The teeth of a Tyrannosaurus rex – which were essentially like serrated bananas – were the key to its success. Sure, its bite was powerful enough on its own, but the razor-sharp blades adorning its jaws were able to generate record-breaking pressures that could pulverize bone.

These teeth weren’t unique to the “Tyrant Lizard King” of course – something like that that’s so effective at killing prey is certain to have evolved on more than one occasion. Enter the Notosuchia, a group of crocodile-like beasts that – among a mosaic of other unusual physical adaptations – sometimes also featured some very T. rex-esque teeth, according to a new study in PeerJ.

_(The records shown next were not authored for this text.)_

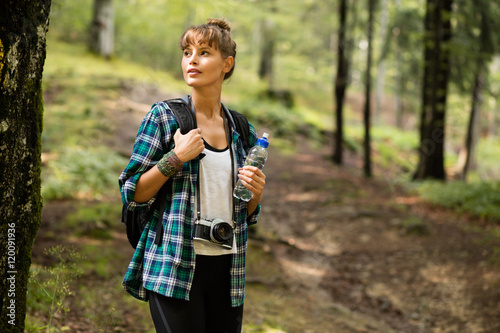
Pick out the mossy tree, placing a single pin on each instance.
(23, 26)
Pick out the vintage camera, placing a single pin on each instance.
(216, 231)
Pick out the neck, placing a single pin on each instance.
(207, 103)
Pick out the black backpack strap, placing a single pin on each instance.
(242, 127)
(182, 113)
(159, 229)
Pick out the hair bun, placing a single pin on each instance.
(224, 25)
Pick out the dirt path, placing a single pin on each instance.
(342, 254)
(371, 258)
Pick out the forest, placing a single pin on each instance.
(382, 208)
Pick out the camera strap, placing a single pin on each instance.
(231, 153)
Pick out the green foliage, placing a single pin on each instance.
(478, 199)
(82, 173)
(95, 221)
(49, 286)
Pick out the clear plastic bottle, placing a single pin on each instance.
(257, 156)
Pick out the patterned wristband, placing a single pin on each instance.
(169, 164)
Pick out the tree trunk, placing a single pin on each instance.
(23, 26)
(267, 53)
(466, 159)
(435, 89)
(384, 14)
(102, 28)
(400, 85)
(340, 83)
(367, 109)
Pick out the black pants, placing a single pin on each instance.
(209, 307)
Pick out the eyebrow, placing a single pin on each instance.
(201, 48)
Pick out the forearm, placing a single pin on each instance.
(152, 180)
(252, 204)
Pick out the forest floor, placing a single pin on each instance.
(332, 252)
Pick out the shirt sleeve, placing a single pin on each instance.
(252, 141)
(154, 139)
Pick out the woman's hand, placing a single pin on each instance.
(188, 146)
(255, 180)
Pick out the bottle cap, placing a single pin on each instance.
(263, 141)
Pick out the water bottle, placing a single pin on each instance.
(257, 156)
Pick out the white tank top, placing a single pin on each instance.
(215, 195)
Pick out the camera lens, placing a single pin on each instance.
(222, 232)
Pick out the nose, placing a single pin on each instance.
(193, 60)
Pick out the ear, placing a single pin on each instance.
(228, 64)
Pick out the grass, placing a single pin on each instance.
(76, 125)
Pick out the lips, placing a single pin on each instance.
(193, 71)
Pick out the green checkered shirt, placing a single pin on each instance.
(169, 269)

Meet the Razanandrongobe sakalavae (“large ancestor lizard from Sakalava” in the local Malagasy dialect), which plodded around Madagascar during the Middle Jurassic no earlier than 174 million years ago. It is a distant ancestor of modern-day crocodiles, and part of the overarching archosaur group that includes dinosaurs, both living (birds) and extinct, as well as turtles and pterosaurs.

Nicknamed Razana, probably to save time, this 7-meter-long (23-foot) reptilian monster was armed with enormous serrated teeth that are similar in size and shape to those belonging to the T. rex, which wouldn’t make an appearance for another 106 million years. Some of the gnashers were 15 centimeters (around 6 inches) long.

This indicates that this particular predator, as well as eating smaller beasts, could also annihilate hard tissues, like the bones and muscle tendons on larger animals.

Eek. Fabio Manucci

Back when it was alive, Razana would have sprinted after its prey on all-fours, or snuck up on its dinner beneath the water of the swamps or rivers of the southern supercontinent Gondwana, before quickly trapping them in its terrifying maw. It would have been an apex predator, powerful enough to challenge even the most fearsome of two-legged carnivorous dinosaurs.

“Like these and other gigantic crocs from the Cretaceous, Razana could outcompete even theropod dinosaurs, at the top of the food chain,” Cristiano Dal Sasso, a renowned paleontologist at the Natural History Museum of Milan, said in a statement.

In terms of its evolutionary history, Razana is a primitive Notosuchia, perhaps the very first of their kind. From this point onwards, its descendants spread across the world and diversified into a veritable menagerie of monsters during the Cretaceous Period, the final chapter in the age of the dinosaurs.

Some became herbivorous, whereas others became omnivores. Many became “hypercarnivores”, animals that have diets of at least 70 percent meat. Others took a very different path and ended up with mammal-like teeth, fleshy cheeks, pig-like snouts, and even body armor similar to armadillos.

Modern crocodiles, which survived the asteroid impact, appeared around the time the T. rex made its debut.